Do you feel financially much safer than you ever have? Are you convinced that you will not see another financial crisis in your lifetime?
But apparently we’re wrong. At least according to US Federal Reserve Chairperson Janet Yellen.
Confirming once more that central bankers are clueless, she said the following on live TV in London on 27 June:
‘Would I say there will never, ever be another financial crisis? You know probably that would be going too far but I do think we’re much safer and I hope that it will not be in our lifetimes and I don’t believe it will be.’
No, you didn’t read that wrong. Yellen believes the world won’t see another financial crisis in our lifetime.
I’m not sure what’s worse. That comment, or Ben Bernanke’s gaffe in 2007. That’s when the former US Fed chairman said the housing bubble was contained. Of course, Bernanke also said there wasn’t a housing bubble in 2006.
Famous last words.
Janet Yellen will also be in for a rude shock. The world is facing a major financial crisis…and yes, it will come in our lifetime.
The Institute of International Finance (IIF) tracks global capital flows. It has a good reputation for sniffing out risks. IIF calculated that global debt levels stood at US$217 trillion last month.
That’s 327% of global GDP…
And there won’t be another financial crisis?
Crude oil getting destroyed
Looking around the world, there are lots of good economic indicators. One of my favourites is the crude oil price.
Crude is used in multiple industries, particularly transport. It’s also used in food. As a matter of interest, I’m not talking about vegetable oil either. It’s used in lollies, laxatives, mints and chips — plus much more. Kitchen items, clothing and furniture also use crude oil. Interestingly, petroleum is used to make clothes colourful and non-flammable.
With its widespread use, crude provides a good picture of how the global economy is tracking. And as you may know, I’m extremely bearish on the crude oil price.
Since it started trading around the mid-US$50 per barrel range, I have been sounding the alarm bells. I won’t go into too much analysis today. But the world is swimming in crude, while demand remains anaemic. The so-called experts have disagreed with me all year. But that’s starting to change.
CNBC reported on 29 June:
‘Goldman Sachs has downgraded its forecast for oil prices over the next quarter amid a sudden uptick in shale drilling and an unexpected surge in production from Libya and Nigeria.
‘The investment bank now points to a three-month average of $47.50 per barrel for WTI crude, down from its previous estimate of $55.00 a barrel.’
Investment and commercial banks have been wrong for so long, you just can’t take them seriously anymore. Similar to Ben Bernanke, they didn’t forecast the US housing crisis. Today, they have been proven wrong again with crude.
The crude price fell to US$42.08 per barrel last month. It’s trading at US$44.50 per barrel today.
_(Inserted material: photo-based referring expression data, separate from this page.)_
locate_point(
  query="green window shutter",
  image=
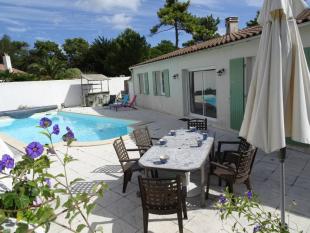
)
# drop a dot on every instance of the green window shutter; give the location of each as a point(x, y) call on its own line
point(307, 53)
point(236, 92)
point(146, 84)
point(166, 82)
point(154, 83)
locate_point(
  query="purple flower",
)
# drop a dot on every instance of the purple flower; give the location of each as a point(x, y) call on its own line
point(249, 194)
point(48, 182)
point(34, 150)
point(45, 122)
point(7, 161)
point(69, 136)
point(256, 228)
point(56, 129)
point(1, 166)
point(222, 200)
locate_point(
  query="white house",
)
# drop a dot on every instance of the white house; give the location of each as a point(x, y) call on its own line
point(210, 79)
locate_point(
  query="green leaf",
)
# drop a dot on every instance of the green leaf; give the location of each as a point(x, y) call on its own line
point(90, 207)
point(75, 181)
point(80, 227)
point(22, 228)
point(22, 202)
point(57, 202)
point(46, 134)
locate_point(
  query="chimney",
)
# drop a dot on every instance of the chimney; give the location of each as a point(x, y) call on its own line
point(232, 25)
point(7, 63)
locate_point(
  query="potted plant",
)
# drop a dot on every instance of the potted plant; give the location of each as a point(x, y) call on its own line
point(34, 200)
point(249, 216)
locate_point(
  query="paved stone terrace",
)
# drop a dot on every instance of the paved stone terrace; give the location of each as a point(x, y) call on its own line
point(122, 213)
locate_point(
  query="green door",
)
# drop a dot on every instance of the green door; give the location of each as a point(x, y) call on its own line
point(307, 53)
point(236, 68)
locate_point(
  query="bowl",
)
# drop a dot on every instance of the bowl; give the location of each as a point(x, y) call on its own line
point(164, 158)
point(162, 141)
point(192, 129)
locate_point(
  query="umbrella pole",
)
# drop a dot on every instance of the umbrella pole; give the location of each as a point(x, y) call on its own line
point(282, 155)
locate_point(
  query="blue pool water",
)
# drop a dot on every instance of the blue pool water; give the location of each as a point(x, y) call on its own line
point(85, 127)
point(210, 99)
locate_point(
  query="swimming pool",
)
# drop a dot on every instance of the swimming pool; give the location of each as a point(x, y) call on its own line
point(87, 128)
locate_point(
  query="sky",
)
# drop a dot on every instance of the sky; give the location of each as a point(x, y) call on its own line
point(57, 20)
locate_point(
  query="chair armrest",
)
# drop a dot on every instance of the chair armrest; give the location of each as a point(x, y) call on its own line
point(220, 143)
point(131, 150)
point(146, 147)
point(222, 166)
point(229, 154)
point(128, 160)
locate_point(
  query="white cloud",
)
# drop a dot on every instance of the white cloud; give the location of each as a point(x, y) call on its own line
point(10, 21)
point(256, 3)
point(118, 21)
point(103, 5)
point(17, 29)
point(206, 2)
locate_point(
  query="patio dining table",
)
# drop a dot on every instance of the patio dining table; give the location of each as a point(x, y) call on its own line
point(184, 155)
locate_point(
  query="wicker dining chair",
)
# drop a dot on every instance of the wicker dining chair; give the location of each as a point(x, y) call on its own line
point(200, 124)
point(143, 139)
point(129, 166)
point(162, 197)
point(222, 156)
point(237, 171)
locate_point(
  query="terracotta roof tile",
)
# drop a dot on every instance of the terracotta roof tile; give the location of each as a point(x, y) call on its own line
point(225, 39)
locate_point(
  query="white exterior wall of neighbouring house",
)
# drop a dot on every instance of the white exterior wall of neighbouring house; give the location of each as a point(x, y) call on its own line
point(43, 93)
point(215, 58)
point(117, 84)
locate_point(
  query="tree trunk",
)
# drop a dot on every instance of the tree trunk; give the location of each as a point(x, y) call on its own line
point(176, 35)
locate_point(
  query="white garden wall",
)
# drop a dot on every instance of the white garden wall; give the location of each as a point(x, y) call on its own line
point(14, 95)
point(39, 93)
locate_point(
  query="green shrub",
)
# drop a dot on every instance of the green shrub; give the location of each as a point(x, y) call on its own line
point(72, 73)
point(17, 77)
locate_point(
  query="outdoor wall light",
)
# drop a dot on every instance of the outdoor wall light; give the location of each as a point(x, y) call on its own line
point(175, 76)
point(220, 72)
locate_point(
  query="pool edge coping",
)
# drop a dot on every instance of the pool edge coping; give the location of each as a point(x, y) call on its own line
point(19, 145)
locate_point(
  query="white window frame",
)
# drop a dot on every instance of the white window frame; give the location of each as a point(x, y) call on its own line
point(141, 83)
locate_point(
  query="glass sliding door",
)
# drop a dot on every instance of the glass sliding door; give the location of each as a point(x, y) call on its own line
point(203, 93)
point(196, 95)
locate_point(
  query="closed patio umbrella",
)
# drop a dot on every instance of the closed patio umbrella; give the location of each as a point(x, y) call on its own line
point(278, 104)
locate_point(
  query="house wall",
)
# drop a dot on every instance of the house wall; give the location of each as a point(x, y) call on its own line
point(217, 58)
point(43, 93)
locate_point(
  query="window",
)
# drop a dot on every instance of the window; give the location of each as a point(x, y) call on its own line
point(141, 83)
point(161, 85)
point(162, 82)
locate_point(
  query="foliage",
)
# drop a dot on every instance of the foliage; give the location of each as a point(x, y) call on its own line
point(248, 208)
point(36, 193)
point(165, 46)
point(253, 22)
point(71, 73)
point(48, 66)
point(130, 48)
point(18, 51)
point(203, 29)
point(46, 49)
point(76, 50)
point(6, 76)
point(114, 57)
point(174, 15)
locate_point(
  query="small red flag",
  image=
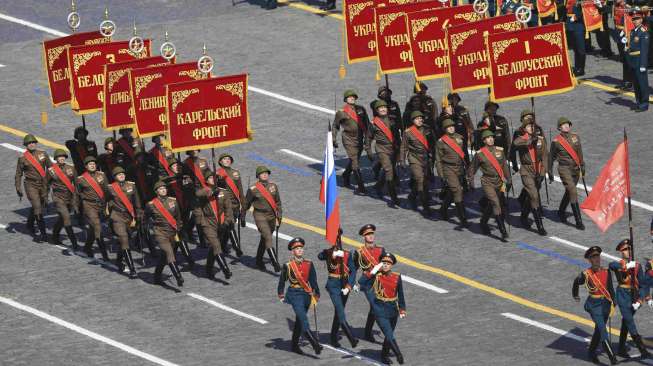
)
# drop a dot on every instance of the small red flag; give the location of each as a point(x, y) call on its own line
point(605, 204)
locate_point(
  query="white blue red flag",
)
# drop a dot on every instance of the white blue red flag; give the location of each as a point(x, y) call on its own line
point(329, 192)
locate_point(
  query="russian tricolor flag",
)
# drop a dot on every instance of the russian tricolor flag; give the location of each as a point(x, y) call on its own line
point(329, 192)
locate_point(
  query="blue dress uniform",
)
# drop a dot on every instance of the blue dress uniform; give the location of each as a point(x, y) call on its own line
point(598, 304)
point(632, 290)
point(339, 265)
point(364, 259)
point(301, 288)
point(637, 59)
point(388, 303)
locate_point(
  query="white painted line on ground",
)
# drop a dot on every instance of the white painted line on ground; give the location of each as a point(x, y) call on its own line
point(227, 308)
point(582, 247)
point(537, 324)
point(354, 355)
point(86, 332)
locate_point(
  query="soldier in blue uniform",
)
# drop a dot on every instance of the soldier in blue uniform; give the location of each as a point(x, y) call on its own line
point(599, 301)
point(302, 290)
point(637, 59)
point(630, 296)
point(386, 290)
point(339, 283)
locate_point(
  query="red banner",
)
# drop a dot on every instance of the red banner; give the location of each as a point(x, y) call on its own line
point(55, 62)
point(468, 66)
point(117, 112)
point(393, 46)
point(529, 63)
point(207, 113)
point(427, 34)
point(148, 93)
point(87, 71)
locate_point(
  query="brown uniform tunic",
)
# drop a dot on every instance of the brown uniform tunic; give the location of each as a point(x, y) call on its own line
point(264, 216)
point(64, 200)
point(36, 187)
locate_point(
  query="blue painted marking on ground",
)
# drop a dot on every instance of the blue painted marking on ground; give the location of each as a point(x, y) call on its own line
point(272, 163)
point(552, 254)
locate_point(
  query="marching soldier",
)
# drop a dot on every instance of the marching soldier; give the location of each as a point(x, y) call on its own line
point(92, 188)
point(496, 182)
point(339, 283)
point(450, 163)
point(80, 147)
point(599, 301)
point(386, 134)
point(217, 216)
point(637, 57)
point(364, 259)
point(417, 148)
point(33, 164)
point(533, 157)
point(228, 178)
point(61, 179)
point(386, 289)
point(265, 199)
point(566, 149)
point(354, 122)
point(303, 290)
point(125, 213)
point(165, 217)
point(630, 296)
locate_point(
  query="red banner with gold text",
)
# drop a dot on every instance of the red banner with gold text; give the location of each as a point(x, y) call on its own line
point(207, 113)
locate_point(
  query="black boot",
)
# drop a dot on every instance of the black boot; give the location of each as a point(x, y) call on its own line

And while crude’s likely to remain volatile, I ultimately believe it will retest the 2016 low. That’s not great news for the world economy. To make matters worse, not many people are paying attention.
The short-term story looks terrible…
Corporate earnings to take a hit
The crude oil bounce led to a recovery in earnings forecasts. Yet, despite it starting to fade, earnings estimates haven’t been revised lower. The Financial Times provides a bit more detail:
Source: Financial Times
[Click to enlarge]
The chart shows the energy sector should post a 396% earnings gain, on a year-on-year (YOY) basis, for the last quarter. The results are due out by the end of July. However, given the latest fall in oil prices, expect to be disappointed. The crude price hasn’t really changed on a YOY basis.
Investment banks remain far too bullish on crude. Perhaps they have read too many positive central bank statements and rosy government projections. The oil price has started to reverse, which is a telling indicator. But the analysts refuse to admit defeat. Look at the analyst crude oil projections for the remainder of 2017, according to FactSet data:
- Second quarter: $51.96
- Third quarter: $54.29
- Fourth quarter: $55.72
The forecasts are based on a calendar year — not the Australian financial year. And with crude prices closer to $45 than $50, it’s probably not going to end well. When shareholders and analysts realise that earnings aren’t as great as they thought, it could trigger a 10-15% stock market correction.
While the next market dip may be short-lived, Yellen should brace herself for the coming financial storm. When crude oil prices hit fresh lows, expect an even deeper market sell off.